As Orwell and plenty of others have noted, history is written by the victors. I know this very well because of all the triumphalist pioneer crap I had to flush out of my head after leaving high school and finally realizing that I had been taking Nationalism 101 instead of History. And I might not even have bothered to re-educate myself, but for delving into my Cherokee roots.

In my lifetime, I have seen Ronald Reagan, a president hardly universally loved, canonized by the mainstream media and its adherents. The same thing happened to JFK prior to my being aware of it, and has happened with many other influential Americans throughout history. The Reagan thing is more annoying to me because he is now held to have extinguished the Soviet Union with a sweep of his shaky old hand. Obviously there is debate on this in academic circles, but it seems to have taken hold in the mainstream, despite counter-narratives like Charlie Wilson’s War and others.

What recourse do dissident thinkers have to challenge a quickly rooting presumption about history in the mass consciousness? Because once these things take hold, they are almost impossible to extinguish from cultural memory.
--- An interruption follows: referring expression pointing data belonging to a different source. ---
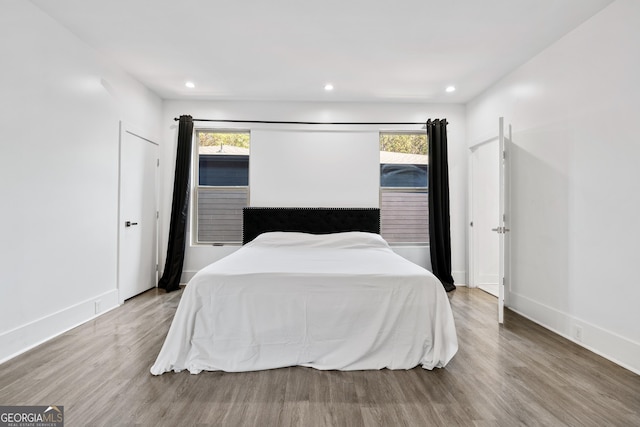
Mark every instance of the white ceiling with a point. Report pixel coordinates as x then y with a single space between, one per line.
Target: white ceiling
371 50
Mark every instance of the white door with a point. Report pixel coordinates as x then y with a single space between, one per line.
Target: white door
485 163
137 254
489 206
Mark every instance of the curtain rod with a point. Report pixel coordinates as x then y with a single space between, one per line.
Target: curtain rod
308 123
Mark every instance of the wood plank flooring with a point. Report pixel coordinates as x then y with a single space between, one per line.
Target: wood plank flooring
519 374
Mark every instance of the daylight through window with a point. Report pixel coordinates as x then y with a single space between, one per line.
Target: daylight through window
404 193
222 185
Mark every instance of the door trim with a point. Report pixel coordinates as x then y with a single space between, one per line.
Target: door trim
124 127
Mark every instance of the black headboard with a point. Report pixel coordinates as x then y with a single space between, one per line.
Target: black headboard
308 220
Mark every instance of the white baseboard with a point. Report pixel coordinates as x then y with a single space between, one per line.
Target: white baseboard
611 346
186 276
32 334
459 278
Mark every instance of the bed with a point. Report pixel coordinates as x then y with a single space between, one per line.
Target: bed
334 298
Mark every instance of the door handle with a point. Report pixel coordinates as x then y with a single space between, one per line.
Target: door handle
500 230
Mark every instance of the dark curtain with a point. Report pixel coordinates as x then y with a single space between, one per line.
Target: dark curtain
179 208
439 220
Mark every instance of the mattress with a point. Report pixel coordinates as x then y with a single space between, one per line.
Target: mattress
342 301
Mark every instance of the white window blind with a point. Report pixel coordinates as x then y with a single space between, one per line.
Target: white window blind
220 213
404 215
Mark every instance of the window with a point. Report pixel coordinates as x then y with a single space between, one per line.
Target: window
404 193
222 185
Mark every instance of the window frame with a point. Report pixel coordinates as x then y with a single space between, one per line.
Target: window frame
197 189
404 189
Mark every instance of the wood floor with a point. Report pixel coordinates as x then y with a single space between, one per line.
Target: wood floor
518 374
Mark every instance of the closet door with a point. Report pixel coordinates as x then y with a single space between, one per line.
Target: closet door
137 254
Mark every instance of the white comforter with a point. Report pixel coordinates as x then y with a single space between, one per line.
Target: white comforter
342 301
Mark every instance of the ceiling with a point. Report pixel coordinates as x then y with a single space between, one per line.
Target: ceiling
370 50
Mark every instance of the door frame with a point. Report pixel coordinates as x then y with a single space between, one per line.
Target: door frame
504 258
125 128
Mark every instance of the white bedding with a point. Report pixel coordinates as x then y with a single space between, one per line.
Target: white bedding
342 301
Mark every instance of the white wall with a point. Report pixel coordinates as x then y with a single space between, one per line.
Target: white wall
199 256
60 109
574 109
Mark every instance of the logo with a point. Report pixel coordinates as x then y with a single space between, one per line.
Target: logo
31 416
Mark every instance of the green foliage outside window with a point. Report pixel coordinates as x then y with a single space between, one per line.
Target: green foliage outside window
409 143
230 139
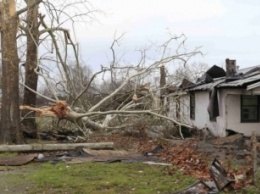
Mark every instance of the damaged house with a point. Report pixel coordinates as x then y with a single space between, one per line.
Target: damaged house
221 101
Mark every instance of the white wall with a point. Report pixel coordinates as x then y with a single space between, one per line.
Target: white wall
229 109
233 118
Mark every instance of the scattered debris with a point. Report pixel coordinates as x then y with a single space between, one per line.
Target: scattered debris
229 139
17 160
48 147
219 175
198 187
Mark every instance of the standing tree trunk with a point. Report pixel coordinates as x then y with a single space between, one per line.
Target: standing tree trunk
31 78
10 113
162 83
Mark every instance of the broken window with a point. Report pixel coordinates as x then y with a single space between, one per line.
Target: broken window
250 108
192 105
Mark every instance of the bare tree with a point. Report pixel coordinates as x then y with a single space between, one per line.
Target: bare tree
191 72
31 77
127 109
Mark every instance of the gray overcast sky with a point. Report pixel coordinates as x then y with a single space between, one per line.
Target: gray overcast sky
224 28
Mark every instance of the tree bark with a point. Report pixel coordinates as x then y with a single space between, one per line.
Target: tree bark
31 77
10 113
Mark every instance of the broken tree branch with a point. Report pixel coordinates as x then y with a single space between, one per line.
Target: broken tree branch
53 147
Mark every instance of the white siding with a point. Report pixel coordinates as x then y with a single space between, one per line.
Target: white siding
229 109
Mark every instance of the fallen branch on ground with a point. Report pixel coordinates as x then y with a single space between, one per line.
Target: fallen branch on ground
53 147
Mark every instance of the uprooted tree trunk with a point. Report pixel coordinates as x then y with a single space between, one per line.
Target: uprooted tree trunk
10 113
31 77
61 110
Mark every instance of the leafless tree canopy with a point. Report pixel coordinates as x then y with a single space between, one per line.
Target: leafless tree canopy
116 96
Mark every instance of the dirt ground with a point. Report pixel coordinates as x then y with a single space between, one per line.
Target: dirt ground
193 155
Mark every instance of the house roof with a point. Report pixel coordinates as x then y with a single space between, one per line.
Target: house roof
242 78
It is why we celebrate the history of Thanksgiving without actually looking at the history of Thanksgiving, among other things.
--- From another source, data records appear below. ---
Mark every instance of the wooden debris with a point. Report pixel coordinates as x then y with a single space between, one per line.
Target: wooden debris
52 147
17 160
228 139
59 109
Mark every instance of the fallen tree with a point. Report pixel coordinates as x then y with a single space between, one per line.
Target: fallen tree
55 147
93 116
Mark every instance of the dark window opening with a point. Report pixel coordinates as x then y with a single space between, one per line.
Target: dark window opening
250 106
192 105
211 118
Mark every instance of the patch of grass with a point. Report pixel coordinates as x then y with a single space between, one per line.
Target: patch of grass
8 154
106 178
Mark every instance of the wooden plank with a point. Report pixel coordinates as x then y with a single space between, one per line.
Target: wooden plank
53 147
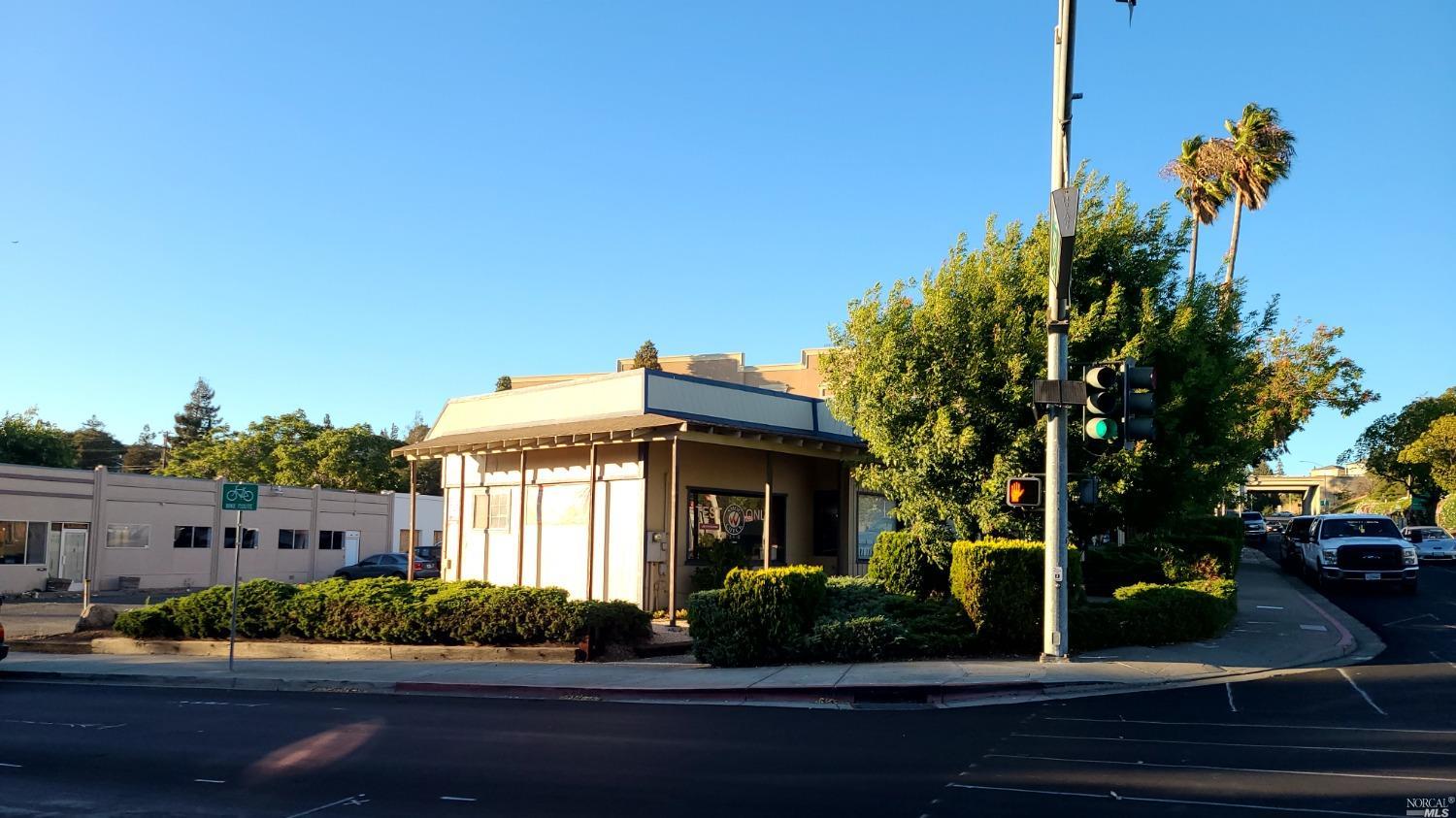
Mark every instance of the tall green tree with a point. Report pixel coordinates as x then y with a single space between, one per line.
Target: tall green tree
1257 153
1200 189
96 447
935 375
296 451
200 418
1436 450
645 357
1389 436
145 456
26 440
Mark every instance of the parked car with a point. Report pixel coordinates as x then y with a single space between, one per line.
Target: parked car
1295 533
378 565
1432 541
1254 527
1359 547
1277 521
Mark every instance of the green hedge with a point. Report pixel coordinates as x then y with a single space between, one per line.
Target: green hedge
1156 614
760 616
390 610
909 565
852 619
999 584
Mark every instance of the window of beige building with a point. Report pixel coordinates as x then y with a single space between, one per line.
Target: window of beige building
125 536
22 541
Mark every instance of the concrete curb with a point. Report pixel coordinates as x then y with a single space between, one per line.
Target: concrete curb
1354 637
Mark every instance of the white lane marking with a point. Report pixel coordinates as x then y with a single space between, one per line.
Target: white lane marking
79 725
1408 619
1231 805
1234 744
1242 725
1223 769
1362 692
351 801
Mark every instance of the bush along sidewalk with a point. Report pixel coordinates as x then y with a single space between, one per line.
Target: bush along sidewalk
992 605
389 610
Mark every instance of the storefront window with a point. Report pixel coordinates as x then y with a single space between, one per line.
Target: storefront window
874 518
734 520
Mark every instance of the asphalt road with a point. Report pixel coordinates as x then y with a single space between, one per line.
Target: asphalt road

I’m rather afraid of the 9/11 narratives that will filter into history textbooks by the time my son is in high school a little over a decade from now. What will we tell our children about how that horrible event happened? If it’s anything like the one-dimensional tale told most often on our televisions now, it will omit huge piles of explanatory information. I realize that standard history classes can’t contain every single angle on every single historical event, but is at least two angles too much to ask for?

Am I the only one worried about this?
Jul 2006
Bristol, England
This is a rather interesting topic. Let me quote something that Stephen fry wrote:

'We are perhaps now more in danger of thinking we know everything than we were in the dark times of religious superstition. What we need is a treasure house, not of knowledge, but of ignorance. Something that gives not answers but questions. Something that shines light, not on already garish facts, but into the dark, damp corners of ignorance.'

I cannot agree more with this statement. With the internet at our fingertips, we are endangered to think that we have access to all knowledge that we will ever need. Yet why, as fuller mentioned, don't we bother to learn about certain things, despite the fact they have a certain significance to our lives, even though we have the knowledge tucked away?. But we must also keep hunting and uncovering new things about stuff we may already thought we knew everything about. What about the untold stories that people have yet to discover? The facts that have not yet been uncovered? The people who have not yet come forward with their acquired information? Will this information be lost and swept aside with the passage of time?
Feb 2008
I think that the nationalist-slanted history you're worried about will always be taught in public schools. As I've said in another thread, most people are always going to believe the mythologized version of history because they're just not interested enough to learn anything different. There will always be those of us who want to delve deeper, but I don't see that happening for the majority.

If it makes you feel better, I think that as long as there are enough people with an inquisitive mindset, these types of myths will be exposed eventually. For instance, racist doctrines are no longer taught in public schools, even though they once were. It just takes time.